Nothing worth remembering took place in what little was left of the winter, or in March or April or early May. Then, one bright and fragrant day, she answered a knock on the kitchen door and found a strikingly handsome young man standing there with both thumbs hooked into the pockets of his jeans.
“Mrs. Davenport?” he inquired. “Be okay if I use your phone for a minute?”
He said his name was Jack Halloran, and that he was the director of a new theater group that would soon begin rehearsals at the Playhouse. Then he called the telephone company, in a tone of crisp, businesslike impatience, and arranged for phones to be installed “at once” in the theater, the dormitory, and the annex.
“Can I – get you a cup of coffee?” she asked when he was finished. “Or a beer or something?”
“Well, if you’ve got enough beer,” he said, “I’d love one. Thanks.” And when he was set
tled across from her in the living room he said “It’s hard to believe, but whoever’s been running this theater’s been trying to do it without phones. Can you imagine that? Doesn’t that sound like amateur night in Dixie?”

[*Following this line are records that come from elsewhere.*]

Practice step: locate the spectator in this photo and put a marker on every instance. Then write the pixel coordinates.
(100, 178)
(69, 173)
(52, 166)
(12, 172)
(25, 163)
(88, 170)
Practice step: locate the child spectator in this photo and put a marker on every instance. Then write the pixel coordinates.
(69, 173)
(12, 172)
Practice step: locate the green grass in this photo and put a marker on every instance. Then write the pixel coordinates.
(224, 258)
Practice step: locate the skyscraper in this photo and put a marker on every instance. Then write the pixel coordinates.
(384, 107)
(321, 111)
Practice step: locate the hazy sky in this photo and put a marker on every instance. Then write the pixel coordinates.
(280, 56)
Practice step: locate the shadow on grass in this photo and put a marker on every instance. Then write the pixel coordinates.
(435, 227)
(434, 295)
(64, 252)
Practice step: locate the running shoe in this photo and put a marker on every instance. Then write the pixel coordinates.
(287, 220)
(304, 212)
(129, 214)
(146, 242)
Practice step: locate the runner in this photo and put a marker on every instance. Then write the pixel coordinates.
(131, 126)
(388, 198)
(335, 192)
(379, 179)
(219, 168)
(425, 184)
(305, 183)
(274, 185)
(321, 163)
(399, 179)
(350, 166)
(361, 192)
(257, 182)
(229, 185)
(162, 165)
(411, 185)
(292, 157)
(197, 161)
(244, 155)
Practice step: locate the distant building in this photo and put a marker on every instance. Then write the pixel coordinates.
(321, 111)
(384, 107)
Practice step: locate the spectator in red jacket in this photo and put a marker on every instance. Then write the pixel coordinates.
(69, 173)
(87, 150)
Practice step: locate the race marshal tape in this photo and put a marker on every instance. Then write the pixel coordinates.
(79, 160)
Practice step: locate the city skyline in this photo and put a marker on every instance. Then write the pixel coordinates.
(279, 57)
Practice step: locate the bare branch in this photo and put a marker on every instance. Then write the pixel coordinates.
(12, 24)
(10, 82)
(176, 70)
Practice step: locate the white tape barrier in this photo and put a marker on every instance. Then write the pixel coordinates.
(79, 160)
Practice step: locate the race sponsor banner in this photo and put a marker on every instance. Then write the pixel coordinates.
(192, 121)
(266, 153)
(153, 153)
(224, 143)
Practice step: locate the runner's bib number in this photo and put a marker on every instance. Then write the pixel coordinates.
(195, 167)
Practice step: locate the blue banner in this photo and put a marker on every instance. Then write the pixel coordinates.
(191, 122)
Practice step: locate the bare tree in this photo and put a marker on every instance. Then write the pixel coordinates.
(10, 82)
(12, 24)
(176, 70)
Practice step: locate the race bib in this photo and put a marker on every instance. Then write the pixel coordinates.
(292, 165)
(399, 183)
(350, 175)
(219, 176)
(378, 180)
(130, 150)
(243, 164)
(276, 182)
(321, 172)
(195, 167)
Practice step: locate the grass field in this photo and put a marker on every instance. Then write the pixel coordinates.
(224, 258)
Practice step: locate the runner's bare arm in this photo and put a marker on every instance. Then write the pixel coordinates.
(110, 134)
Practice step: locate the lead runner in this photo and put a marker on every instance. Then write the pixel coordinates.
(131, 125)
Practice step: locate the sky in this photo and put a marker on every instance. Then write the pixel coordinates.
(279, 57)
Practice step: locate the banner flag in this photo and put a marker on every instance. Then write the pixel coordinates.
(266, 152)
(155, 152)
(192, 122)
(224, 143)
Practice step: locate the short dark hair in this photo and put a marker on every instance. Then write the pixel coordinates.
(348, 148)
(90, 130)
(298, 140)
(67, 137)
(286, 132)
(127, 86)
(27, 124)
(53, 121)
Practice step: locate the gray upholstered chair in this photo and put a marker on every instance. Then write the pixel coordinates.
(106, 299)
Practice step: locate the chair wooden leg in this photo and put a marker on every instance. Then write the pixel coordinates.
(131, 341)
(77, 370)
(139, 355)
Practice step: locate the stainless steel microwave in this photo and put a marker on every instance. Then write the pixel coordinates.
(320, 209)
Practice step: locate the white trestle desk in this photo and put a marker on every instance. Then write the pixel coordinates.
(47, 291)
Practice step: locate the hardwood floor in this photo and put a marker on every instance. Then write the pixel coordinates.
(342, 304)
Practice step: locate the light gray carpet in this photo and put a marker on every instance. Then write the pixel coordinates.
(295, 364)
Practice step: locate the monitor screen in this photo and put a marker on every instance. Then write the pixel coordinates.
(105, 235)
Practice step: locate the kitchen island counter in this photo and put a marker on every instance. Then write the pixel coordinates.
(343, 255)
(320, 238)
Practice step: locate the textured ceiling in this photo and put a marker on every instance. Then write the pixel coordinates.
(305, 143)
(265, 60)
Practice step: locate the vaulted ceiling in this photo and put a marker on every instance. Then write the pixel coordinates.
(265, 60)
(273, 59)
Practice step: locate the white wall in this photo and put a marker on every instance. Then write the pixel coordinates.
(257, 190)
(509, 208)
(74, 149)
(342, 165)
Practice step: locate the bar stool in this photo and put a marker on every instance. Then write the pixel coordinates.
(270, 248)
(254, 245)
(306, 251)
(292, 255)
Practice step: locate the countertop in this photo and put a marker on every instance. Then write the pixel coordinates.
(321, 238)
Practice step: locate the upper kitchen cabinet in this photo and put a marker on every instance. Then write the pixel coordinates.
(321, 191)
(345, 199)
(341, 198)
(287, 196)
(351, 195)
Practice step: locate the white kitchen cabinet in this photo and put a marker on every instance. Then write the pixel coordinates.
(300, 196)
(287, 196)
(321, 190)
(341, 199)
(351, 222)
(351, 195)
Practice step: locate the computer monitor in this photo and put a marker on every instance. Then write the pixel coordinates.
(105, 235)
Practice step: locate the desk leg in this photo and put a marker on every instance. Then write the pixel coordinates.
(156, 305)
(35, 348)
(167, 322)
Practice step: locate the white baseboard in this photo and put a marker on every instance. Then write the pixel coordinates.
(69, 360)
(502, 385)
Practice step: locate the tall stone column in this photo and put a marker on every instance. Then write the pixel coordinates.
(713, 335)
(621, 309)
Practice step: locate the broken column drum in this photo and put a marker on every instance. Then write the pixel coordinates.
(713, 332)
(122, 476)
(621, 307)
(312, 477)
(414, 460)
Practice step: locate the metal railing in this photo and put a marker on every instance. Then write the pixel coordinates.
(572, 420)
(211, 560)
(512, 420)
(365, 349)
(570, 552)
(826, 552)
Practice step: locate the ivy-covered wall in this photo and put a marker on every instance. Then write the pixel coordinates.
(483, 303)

She had never heard that expression before, and wondered if he’d made it up. “Well,” she said, “I think things have been a little on the sleazy side here for quite a few summers now. But the place did have a very good reputation once, years ago.”
“Be pretty nice then, wouldn’t it, if somebody could bring it back?” He took a deep swig of beer, making his prominent Adam’s apple rise and fall. “And it might even happen this summer,” he said when he’d wiped his mouth. “Can’t promise anything, but I’ve spent more than a year getting this company together, and we’re not just fooling around. We’ve got some fine young talent and we’ll be putting on some good shows.”
“Good,” Lucy said. “That certainly sounds – certainly sounds good.”
Jack Halloran had pale-blue eyes and black hair, and the kind of tough, sensitive face she had admired in the movies ever since she was a child. She already knew she wanted him; the only question now was how best and most gracefully it could be brought about. And the first thing to do was keep him talking.
He told her he was from Chicago, and that he’d been raised there by “well-meaning strangers” – first in a Catholic orphanage and later in a succession of foster homes – until he was old enough to join the Marine Corps. And it was on a three-day pass in San Francisco, shortly before his discharge from the service, that he’d walked into a theater for the first time in his life and seen a touring Shakespeare company’s production of Hamlet.
“I don’t think I understood more than about half of it,” he said, “but I knew I’d never be the same again. I started reading all the playwrights I could get my hands on, Shakespeare and all the others, and seeing plays – any kind of plays – and one way or another I’ve managed to keep hanging around the theater ever since. Hell, it may turn out that I’ll never make it, either as an actor or a director, but that doesn’t mean I’ll ever quit. This is the only world I understand.”